Responderei que sim às três perguntas, embora com algumas dúvidas quanto à última.

11 fevereiro, 2006

As caricaturas de Maomé

Para além deste espaço de escrita sobre assuntos gerais, vou tentando alimentar a discussão entre amigos que fazem parte de uma lista restrita de correio electrónico. Como se imagina, muita discussão temos tido sobre a questão dos "cartoons". Tenho deixado sedimentar as minhas ideias. Creio que só é possível exprimi-las com uma distinção de níveis e aspectos.

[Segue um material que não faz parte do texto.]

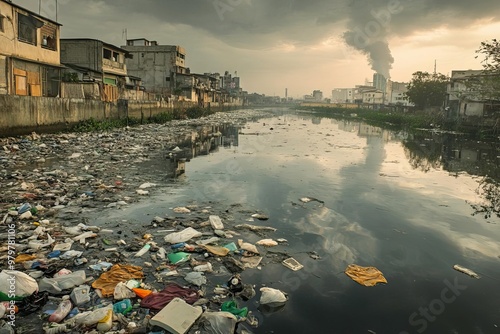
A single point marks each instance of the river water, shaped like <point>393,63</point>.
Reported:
<point>401,202</point>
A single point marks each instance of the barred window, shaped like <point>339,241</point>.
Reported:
<point>26,29</point>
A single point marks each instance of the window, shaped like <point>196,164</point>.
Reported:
<point>49,40</point>
<point>107,54</point>
<point>27,27</point>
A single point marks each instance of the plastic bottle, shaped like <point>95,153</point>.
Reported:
<point>123,306</point>
<point>143,250</point>
<point>178,245</point>
<point>54,254</point>
<point>203,267</point>
<point>61,312</point>
<point>105,323</point>
<point>142,293</point>
<point>55,285</point>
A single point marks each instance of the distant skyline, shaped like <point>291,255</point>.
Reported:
<point>299,45</point>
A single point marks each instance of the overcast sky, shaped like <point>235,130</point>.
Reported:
<point>296,44</point>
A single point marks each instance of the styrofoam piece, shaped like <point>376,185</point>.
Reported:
<point>177,317</point>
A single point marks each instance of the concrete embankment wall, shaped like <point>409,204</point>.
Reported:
<point>24,114</point>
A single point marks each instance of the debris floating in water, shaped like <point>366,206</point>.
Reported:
<point>310,199</point>
<point>466,271</point>
<point>292,264</point>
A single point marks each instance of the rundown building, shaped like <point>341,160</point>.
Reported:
<point>29,52</point>
<point>343,95</point>
<point>95,60</point>
<point>200,88</point>
<point>463,99</point>
<point>395,93</point>
<point>157,65</point>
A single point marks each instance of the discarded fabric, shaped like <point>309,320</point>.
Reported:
<point>367,276</point>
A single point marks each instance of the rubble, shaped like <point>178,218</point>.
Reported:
<point>75,277</point>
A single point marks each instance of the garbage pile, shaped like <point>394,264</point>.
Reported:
<point>87,279</point>
<point>62,275</point>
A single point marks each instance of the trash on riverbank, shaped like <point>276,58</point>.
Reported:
<point>101,278</point>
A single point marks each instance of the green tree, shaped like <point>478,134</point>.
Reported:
<point>488,84</point>
<point>427,89</point>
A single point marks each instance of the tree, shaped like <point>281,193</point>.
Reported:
<point>427,89</point>
<point>488,85</point>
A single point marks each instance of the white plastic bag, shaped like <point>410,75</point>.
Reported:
<point>123,292</point>
<point>271,296</point>
<point>23,284</point>
<point>182,236</point>
<point>196,278</point>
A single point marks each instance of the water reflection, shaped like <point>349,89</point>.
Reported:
<point>429,150</point>
<point>202,141</point>
<point>456,154</point>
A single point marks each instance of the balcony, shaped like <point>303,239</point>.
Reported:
<point>114,66</point>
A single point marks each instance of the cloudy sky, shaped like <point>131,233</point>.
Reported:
<point>296,44</point>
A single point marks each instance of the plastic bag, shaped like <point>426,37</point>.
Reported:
<point>158,300</point>
<point>196,278</point>
<point>217,322</point>
<point>122,292</point>
<point>272,296</point>
<point>182,236</point>
<point>267,242</point>
<point>23,284</point>
<point>231,307</point>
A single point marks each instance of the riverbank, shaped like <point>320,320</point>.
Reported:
<point>477,128</point>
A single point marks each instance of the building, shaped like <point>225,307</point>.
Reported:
<point>95,60</point>
<point>343,95</point>
<point>395,94</point>
<point>156,64</point>
<point>230,84</point>
<point>29,52</point>
<point>379,82</point>
<point>373,97</point>
<point>463,97</point>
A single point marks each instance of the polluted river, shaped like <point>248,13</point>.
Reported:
<point>299,224</point>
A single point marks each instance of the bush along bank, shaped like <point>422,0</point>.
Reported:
<point>91,124</point>
<point>479,128</point>
<point>380,117</point>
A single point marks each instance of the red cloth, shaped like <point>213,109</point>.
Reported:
<point>157,301</point>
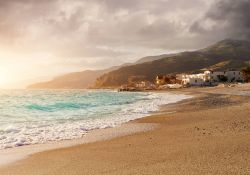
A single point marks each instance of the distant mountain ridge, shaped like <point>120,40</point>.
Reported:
<point>226,54</point>
<point>223,55</point>
<point>84,79</point>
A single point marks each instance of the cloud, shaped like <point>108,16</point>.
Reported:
<point>225,19</point>
<point>66,35</point>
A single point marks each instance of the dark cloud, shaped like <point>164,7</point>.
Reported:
<point>99,33</point>
<point>225,19</point>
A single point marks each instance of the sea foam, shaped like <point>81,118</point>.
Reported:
<point>32,117</point>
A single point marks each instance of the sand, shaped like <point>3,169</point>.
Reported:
<point>209,134</point>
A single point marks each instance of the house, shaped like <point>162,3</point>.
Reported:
<point>166,79</point>
<point>144,85</point>
<point>224,76</point>
<point>210,77</point>
<point>160,80</point>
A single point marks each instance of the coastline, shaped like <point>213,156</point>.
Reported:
<point>11,155</point>
<point>202,136</point>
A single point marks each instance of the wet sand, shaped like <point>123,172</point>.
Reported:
<point>209,134</point>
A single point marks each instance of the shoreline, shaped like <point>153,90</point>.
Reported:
<point>10,156</point>
<point>206,135</point>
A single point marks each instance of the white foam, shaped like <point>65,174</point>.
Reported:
<point>27,134</point>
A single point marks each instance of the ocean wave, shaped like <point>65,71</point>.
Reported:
<point>71,114</point>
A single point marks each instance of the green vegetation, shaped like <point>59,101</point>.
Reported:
<point>227,54</point>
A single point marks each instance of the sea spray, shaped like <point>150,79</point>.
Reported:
<point>39,116</point>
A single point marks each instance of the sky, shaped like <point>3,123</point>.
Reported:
<point>40,39</point>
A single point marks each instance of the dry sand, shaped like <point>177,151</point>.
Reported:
<point>206,135</point>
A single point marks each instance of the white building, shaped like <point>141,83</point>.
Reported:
<point>210,78</point>
<point>192,79</point>
<point>225,76</point>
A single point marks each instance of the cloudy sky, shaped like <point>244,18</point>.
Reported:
<point>43,38</point>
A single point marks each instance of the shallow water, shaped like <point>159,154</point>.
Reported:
<point>38,116</point>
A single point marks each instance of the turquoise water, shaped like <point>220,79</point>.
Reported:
<point>33,116</point>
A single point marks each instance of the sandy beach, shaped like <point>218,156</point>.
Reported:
<point>209,134</point>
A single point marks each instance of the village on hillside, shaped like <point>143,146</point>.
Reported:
<point>207,78</point>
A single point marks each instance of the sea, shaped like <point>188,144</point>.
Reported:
<point>39,116</point>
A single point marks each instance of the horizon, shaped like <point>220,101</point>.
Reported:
<point>46,39</point>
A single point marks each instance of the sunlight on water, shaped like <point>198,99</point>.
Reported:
<point>30,117</point>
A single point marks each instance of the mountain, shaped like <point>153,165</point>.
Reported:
<point>151,58</point>
<point>226,54</point>
<point>81,80</point>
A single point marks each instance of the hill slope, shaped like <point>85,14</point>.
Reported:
<point>84,79</point>
<point>222,55</point>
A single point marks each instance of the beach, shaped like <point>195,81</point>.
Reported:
<point>208,134</point>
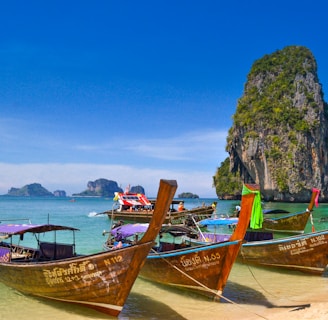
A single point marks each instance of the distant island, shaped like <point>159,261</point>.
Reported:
<point>188,195</point>
<point>34,190</point>
<point>106,188</point>
<point>98,188</point>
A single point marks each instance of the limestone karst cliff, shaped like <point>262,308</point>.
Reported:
<point>279,136</point>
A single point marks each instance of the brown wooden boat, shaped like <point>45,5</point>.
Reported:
<point>292,222</point>
<point>143,215</point>
<point>53,270</point>
<point>203,269</point>
<point>306,253</point>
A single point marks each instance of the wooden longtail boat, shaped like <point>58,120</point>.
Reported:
<point>203,269</point>
<point>306,253</point>
<point>137,208</point>
<point>292,222</point>
<point>53,270</point>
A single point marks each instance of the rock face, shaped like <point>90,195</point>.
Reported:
<point>279,137</point>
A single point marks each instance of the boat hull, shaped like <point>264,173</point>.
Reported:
<point>291,223</point>
<point>198,269</point>
<point>101,281</point>
<point>306,253</point>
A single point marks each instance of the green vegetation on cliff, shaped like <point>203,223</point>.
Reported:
<point>225,182</point>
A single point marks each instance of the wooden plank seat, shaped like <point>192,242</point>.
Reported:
<point>54,251</point>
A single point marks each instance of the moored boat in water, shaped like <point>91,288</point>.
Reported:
<point>136,207</point>
<point>53,270</point>
<point>291,223</point>
<point>203,269</point>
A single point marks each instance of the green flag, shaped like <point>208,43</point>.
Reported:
<point>257,214</point>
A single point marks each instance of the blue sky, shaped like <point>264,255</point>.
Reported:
<point>134,91</point>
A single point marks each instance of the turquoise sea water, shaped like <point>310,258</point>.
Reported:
<point>251,290</point>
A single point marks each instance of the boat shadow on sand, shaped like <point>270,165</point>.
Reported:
<point>137,306</point>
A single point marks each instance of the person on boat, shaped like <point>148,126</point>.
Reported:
<point>181,207</point>
<point>214,204</point>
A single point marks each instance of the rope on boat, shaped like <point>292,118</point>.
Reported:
<point>209,289</point>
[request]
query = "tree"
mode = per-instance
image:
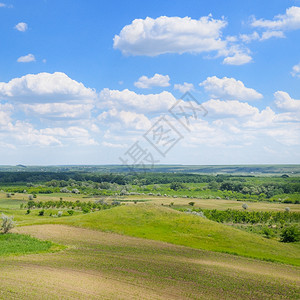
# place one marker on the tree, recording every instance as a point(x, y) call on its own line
point(7, 223)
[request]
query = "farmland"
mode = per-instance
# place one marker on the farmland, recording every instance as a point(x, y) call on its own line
point(137, 236)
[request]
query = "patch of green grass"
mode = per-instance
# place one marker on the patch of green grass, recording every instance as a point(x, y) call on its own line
point(12, 243)
point(163, 224)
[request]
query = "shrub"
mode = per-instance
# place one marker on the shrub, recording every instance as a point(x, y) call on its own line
point(177, 186)
point(245, 206)
point(267, 232)
point(7, 223)
point(290, 234)
point(85, 210)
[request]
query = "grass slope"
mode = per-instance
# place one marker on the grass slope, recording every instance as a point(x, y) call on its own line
point(12, 243)
point(163, 224)
point(102, 265)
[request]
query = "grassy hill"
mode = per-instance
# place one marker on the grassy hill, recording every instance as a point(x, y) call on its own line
point(164, 224)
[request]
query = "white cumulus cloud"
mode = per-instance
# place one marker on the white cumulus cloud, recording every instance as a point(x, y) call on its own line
point(229, 88)
point(284, 101)
point(125, 119)
point(129, 100)
point(153, 37)
point(21, 26)
point(45, 87)
point(26, 58)
point(229, 108)
point(183, 88)
point(145, 82)
point(288, 21)
point(296, 70)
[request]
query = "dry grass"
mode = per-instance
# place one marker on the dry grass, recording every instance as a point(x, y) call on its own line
point(99, 265)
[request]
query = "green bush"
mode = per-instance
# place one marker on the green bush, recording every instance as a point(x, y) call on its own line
point(7, 223)
point(290, 234)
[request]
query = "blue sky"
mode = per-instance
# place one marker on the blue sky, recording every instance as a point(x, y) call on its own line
point(82, 81)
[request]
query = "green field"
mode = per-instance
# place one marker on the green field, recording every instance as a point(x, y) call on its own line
point(139, 238)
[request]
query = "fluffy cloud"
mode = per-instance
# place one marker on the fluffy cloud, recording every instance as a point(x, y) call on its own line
point(157, 80)
point(58, 110)
point(153, 37)
point(183, 88)
point(128, 100)
point(26, 58)
point(45, 87)
point(229, 88)
point(285, 102)
point(21, 27)
point(237, 59)
point(269, 34)
point(125, 119)
point(288, 21)
point(229, 108)
point(296, 70)
point(247, 38)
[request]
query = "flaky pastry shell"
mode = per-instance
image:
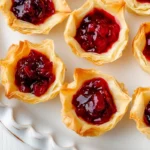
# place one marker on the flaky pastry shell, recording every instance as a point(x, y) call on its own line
point(8, 69)
point(141, 98)
point(115, 8)
point(137, 7)
point(62, 10)
point(138, 46)
point(81, 127)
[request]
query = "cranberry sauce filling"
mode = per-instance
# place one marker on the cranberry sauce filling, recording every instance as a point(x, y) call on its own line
point(146, 51)
point(94, 102)
point(34, 73)
point(97, 31)
point(33, 11)
point(147, 114)
point(144, 1)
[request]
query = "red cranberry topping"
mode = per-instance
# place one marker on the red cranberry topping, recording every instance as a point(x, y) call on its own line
point(144, 1)
point(146, 51)
point(33, 11)
point(34, 73)
point(97, 31)
point(147, 114)
point(94, 102)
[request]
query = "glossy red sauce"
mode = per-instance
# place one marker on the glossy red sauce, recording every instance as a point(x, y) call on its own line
point(34, 74)
point(33, 11)
point(93, 102)
point(146, 51)
point(147, 114)
point(98, 31)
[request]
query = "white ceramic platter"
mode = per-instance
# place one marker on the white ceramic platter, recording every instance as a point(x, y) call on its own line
point(40, 125)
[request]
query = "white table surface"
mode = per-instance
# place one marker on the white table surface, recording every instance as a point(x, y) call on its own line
point(9, 142)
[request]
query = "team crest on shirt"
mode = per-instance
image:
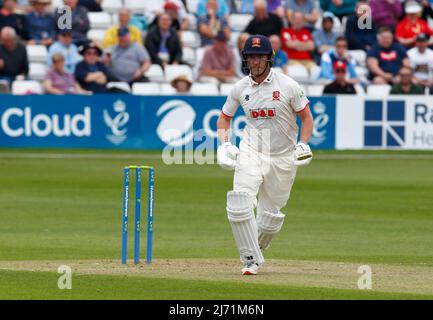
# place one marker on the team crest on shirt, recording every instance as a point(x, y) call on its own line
point(276, 95)
point(262, 113)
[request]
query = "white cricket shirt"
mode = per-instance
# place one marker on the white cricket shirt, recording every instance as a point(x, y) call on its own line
point(270, 109)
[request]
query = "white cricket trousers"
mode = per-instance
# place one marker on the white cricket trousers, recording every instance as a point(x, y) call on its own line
point(268, 178)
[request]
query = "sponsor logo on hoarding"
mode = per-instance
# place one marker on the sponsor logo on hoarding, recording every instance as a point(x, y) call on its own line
point(384, 123)
point(22, 122)
point(117, 124)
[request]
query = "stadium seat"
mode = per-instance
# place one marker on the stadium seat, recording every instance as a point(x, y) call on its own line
point(37, 70)
point(167, 89)
point(315, 89)
point(239, 21)
point(189, 55)
point(298, 72)
point(204, 89)
point(360, 56)
point(26, 87)
point(112, 6)
point(149, 88)
point(190, 39)
point(99, 20)
point(96, 35)
point(155, 73)
point(376, 90)
point(174, 70)
point(37, 53)
point(135, 6)
point(225, 88)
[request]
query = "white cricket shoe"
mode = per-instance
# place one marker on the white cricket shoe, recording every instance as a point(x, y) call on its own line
point(250, 268)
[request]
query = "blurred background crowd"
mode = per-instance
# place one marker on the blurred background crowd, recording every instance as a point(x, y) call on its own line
point(194, 46)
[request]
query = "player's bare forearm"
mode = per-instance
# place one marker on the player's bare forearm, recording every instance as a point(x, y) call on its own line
point(223, 125)
point(306, 124)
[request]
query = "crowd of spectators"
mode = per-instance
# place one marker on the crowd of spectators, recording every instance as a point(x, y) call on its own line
point(396, 42)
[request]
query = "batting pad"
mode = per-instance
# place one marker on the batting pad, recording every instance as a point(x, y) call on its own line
point(244, 227)
point(269, 224)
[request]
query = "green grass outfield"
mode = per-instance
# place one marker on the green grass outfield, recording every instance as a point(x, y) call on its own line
point(347, 209)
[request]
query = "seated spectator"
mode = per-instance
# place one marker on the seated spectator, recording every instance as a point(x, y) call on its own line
point(340, 8)
point(386, 58)
point(411, 25)
point(111, 38)
point(92, 74)
point(298, 42)
point(339, 53)
point(264, 23)
point(80, 21)
point(360, 39)
point(91, 5)
point(14, 64)
point(209, 26)
point(163, 43)
point(41, 24)
point(58, 81)
point(280, 58)
point(421, 61)
point(8, 18)
point(340, 85)
point(325, 39)
point(241, 71)
point(222, 10)
point(178, 22)
point(406, 85)
point(128, 61)
point(274, 6)
point(386, 13)
point(182, 84)
point(218, 63)
point(69, 50)
point(309, 8)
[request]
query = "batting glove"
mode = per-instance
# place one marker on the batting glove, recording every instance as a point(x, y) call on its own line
point(303, 154)
point(226, 155)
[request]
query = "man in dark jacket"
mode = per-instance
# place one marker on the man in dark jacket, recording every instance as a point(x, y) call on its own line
point(92, 74)
point(163, 44)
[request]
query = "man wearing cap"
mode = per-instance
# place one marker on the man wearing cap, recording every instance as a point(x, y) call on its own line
point(218, 63)
point(386, 58)
point(268, 156)
point(9, 18)
point(92, 74)
point(182, 83)
point(325, 38)
point(111, 35)
point(41, 24)
point(339, 53)
point(163, 43)
point(209, 25)
point(264, 22)
point(411, 25)
point(421, 61)
point(340, 85)
point(128, 60)
point(68, 49)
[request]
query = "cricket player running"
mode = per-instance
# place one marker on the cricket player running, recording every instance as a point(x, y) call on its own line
point(265, 163)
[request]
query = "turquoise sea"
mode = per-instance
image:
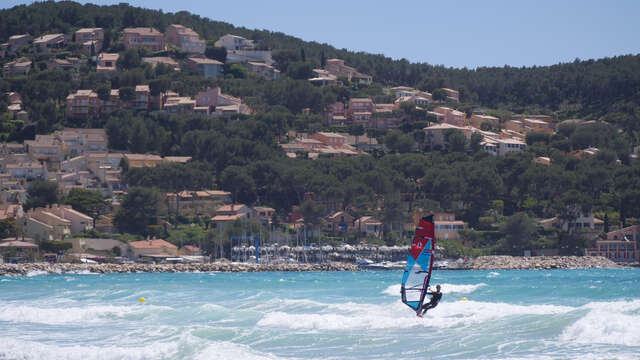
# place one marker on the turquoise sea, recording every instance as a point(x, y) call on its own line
point(559, 314)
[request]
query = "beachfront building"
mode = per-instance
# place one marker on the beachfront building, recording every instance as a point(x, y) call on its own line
point(451, 116)
point(95, 247)
point(616, 250)
point(155, 249)
point(447, 227)
point(29, 170)
point(184, 38)
point(618, 245)
point(368, 225)
point(147, 37)
point(339, 221)
point(227, 214)
point(42, 224)
point(17, 249)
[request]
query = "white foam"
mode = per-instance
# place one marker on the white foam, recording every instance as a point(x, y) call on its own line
point(615, 323)
point(397, 315)
point(227, 350)
point(394, 290)
point(19, 349)
point(37, 273)
point(67, 315)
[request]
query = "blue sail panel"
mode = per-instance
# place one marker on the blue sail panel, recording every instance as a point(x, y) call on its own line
point(417, 273)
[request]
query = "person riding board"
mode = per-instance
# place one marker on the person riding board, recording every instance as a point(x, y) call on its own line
point(435, 298)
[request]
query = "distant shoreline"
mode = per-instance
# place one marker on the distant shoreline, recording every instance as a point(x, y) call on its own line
point(478, 263)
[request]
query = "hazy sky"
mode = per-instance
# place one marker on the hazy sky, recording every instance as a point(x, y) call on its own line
point(451, 32)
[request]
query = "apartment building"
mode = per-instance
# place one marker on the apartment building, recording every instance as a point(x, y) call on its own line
point(165, 60)
point(180, 105)
point(234, 42)
point(338, 68)
point(447, 227)
point(264, 70)
point(90, 37)
point(18, 41)
point(29, 170)
point(477, 120)
point(150, 38)
point(153, 248)
point(82, 104)
point(49, 43)
point(452, 95)
point(184, 38)
point(451, 116)
point(17, 67)
point(227, 214)
point(113, 103)
point(44, 148)
point(107, 62)
point(142, 97)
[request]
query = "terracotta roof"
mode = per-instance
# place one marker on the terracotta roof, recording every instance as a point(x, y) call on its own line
point(19, 244)
point(205, 61)
point(227, 217)
point(142, 31)
point(152, 244)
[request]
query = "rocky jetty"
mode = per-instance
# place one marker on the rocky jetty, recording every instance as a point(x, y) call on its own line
point(64, 268)
point(538, 262)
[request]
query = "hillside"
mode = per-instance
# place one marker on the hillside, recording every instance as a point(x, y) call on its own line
point(270, 141)
point(595, 88)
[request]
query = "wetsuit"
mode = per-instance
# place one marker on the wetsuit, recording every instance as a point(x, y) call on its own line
point(435, 298)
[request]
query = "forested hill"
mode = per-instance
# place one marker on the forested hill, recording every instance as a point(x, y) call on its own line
point(591, 88)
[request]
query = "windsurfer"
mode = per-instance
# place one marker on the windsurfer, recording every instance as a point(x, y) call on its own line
point(435, 299)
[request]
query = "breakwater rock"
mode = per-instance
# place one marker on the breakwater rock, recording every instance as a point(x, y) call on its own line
point(538, 262)
point(64, 268)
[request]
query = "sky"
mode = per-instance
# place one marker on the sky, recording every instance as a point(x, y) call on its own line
point(454, 33)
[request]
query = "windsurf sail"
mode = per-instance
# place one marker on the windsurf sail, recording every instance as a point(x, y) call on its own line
point(417, 274)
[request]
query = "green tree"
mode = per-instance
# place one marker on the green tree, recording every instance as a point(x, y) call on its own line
point(456, 141)
point(89, 202)
point(475, 142)
point(138, 211)
point(519, 231)
point(237, 180)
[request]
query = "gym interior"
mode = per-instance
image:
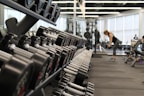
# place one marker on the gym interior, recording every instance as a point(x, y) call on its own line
point(71, 48)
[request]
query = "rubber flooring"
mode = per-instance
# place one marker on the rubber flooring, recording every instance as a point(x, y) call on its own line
point(115, 78)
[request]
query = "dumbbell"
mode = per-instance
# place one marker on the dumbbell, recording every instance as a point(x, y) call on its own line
point(43, 43)
point(64, 55)
point(69, 78)
point(15, 75)
point(25, 43)
point(80, 76)
point(47, 8)
point(60, 92)
point(56, 15)
point(56, 57)
point(40, 61)
point(73, 91)
point(78, 87)
point(50, 12)
point(26, 3)
point(38, 6)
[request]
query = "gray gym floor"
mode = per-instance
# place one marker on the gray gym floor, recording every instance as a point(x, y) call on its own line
point(116, 78)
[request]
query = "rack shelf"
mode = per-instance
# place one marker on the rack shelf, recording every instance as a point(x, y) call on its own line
point(23, 9)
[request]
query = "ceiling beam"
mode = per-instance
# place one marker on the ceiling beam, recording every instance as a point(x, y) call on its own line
point(106, 8)
point(90, 12)
point(100, 1)
point(94, 16)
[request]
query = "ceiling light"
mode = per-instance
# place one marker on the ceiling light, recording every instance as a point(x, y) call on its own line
point(114, 1)
point(63, 2)
point(94, 16)
point(100, 1)
point(106, 8)
point(91, 12)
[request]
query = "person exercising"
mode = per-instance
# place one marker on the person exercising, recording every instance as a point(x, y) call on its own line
point(112, 39)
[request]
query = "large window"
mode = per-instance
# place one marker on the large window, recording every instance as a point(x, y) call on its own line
point(131, 27)
point(124, 27)
point(100, 27)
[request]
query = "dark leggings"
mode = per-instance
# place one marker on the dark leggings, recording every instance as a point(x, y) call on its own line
point(116, 45)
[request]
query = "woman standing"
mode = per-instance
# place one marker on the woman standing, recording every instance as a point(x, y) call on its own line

1. Do ponto de vista pessoal. O meu sentido de humor é muito largo. Apesar de cientista, nunca me ofendi com a célebre caricatura do macaco Darwin. No meu livro de curso, fizeram-me uma caricatura devastadora, enfatizando vícios meus que cada vez mais reconheço e tento corrigir. Mas ri-me, porque sem riso não há vida que valha a pena viver. Pessoalmente, ri-me às gargalhadas com a célebre caricatura do António com o papa e o preservativo no nariz, embora admitindo que alguns católicos se ofendessem. Não, por exemplo, a minha ultra-religiosa mãe, que sempre diz que é um crime contra os filhos não se usar contracepção e não se ter meios para os sustentar. Tem 90 anos, é profundamente católica.

Mas não abdico de uma maneira sensata de ver as coisas. Imagino-me dinamarquês, quando um jornal publicou as caricaturas e ninguém adivinhava esta guerra. Soube então que as caricaturas não eram iniciativa de um desenhador, mas que tinham sido encomendadas por um pasquim xenófobo e de acordo com os objectivos do jornal. Estou certo de que eu teria escrito violentamente contra isso, e o mesmo faria se se tivesse passado em Portugal. Entretanto, muito se passou, mas creio que não devemos esquecer este ponto de partida.

2. Do ponto de vista de eu na sociedade. O meu pai, "very british", habituou-me a uma regra: nunca discutir, fora do círculo de amigos, política e religião. Há anos, a minha mulher e eu fizemos um cruzeiro no Nilo, com um simpático acompanhante egípcio. Tivemos antes nós dois uma conversa. Quando estávamos os três juntos, com o guia, ela não usava calções nem falava, apesar de toda a vontade que lhe vinha à boca, sobre a execrável situação da mulher nas sociedades muçulmanas. A viagem correu muito bem.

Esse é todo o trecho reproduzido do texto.